Les Objectifs de développement durable, publiés il y a peu, incitent à repenser en profondeur les concepts de valeur et à mettre au point des business models hybrides ; des business models qui mènent non seulement à la création de valeur ajoutée en matière d'économie, de société et d'écologie mais qui fusionnent également ces types de valeur en les mettant sur un même pied d’égalité. Les business models hybrides remettent en question l’idée de durabilité réduite à un moyen de faire des affaires et expriment le choix pour des valeurs normatives qui traduisent une raison profonde, notamment l’ambition de remettre en cause ou de changer le système socioéconomique et la culture commerciale dont il fait partie.

Vision macroéconomique de l’économie circulaire

Le modèle de production linéaire actuel - où les matières premières sont d’abord extraites, puis utilisées dans la production pour enfin être éliminées - a créé une prospérité colossale au cours des 250 dernières années mais il atteint aujourd'hui ses limites. Ce modèle est par exemple la cause de l’épuisement de certaines matières premières et de la pression haussière sur les prix qui en découle.
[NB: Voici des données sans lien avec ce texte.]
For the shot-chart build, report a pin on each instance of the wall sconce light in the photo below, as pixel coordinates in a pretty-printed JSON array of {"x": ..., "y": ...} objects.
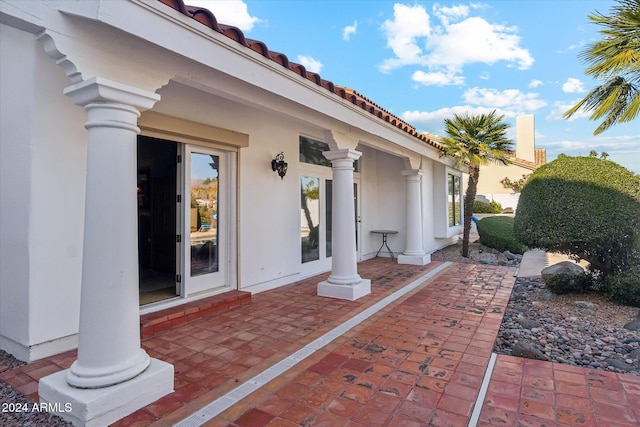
[{"x": 279, "y": 165}]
L’économie circulaire, dans laquelle les processus de production se modifient pour que les matières premières soient utilisées aussi longtemps que possible, peut offrir une solution à ces problèmes. "L’évolution vers une économie plus circulaire aurait des conséquences positives sur l'environnement et peut également permettre de réaliser un profit purement économique", dit Steven Trypsteen, économiste chez ING. "Les entreprises seront par exemple en mesure de réduire leurs dépenses en matière première et cela peut aussi stimuler le PIB et l’emploi", poursuit-il. C’est pourquoi le gouvernement tente de favoriser la croissance de l’économie circulaire, et que le monde financier lui prête main-forte. Les banques, par exemple, aident les entreprises à obtenir le financement nécessaire pour mener à bien des projets qui contribuent à faire avancer l’économie circulaire.
L’Antwerp Management School (AMS) a mené cette étude en collaboration avec ING afin de soutenir les entrepreneurs dans leur transition vers la durabilité en se basant sur la connaissance plus approfondie des besoins de leurs clients lorsqu’ils optent pour un business model plus durable.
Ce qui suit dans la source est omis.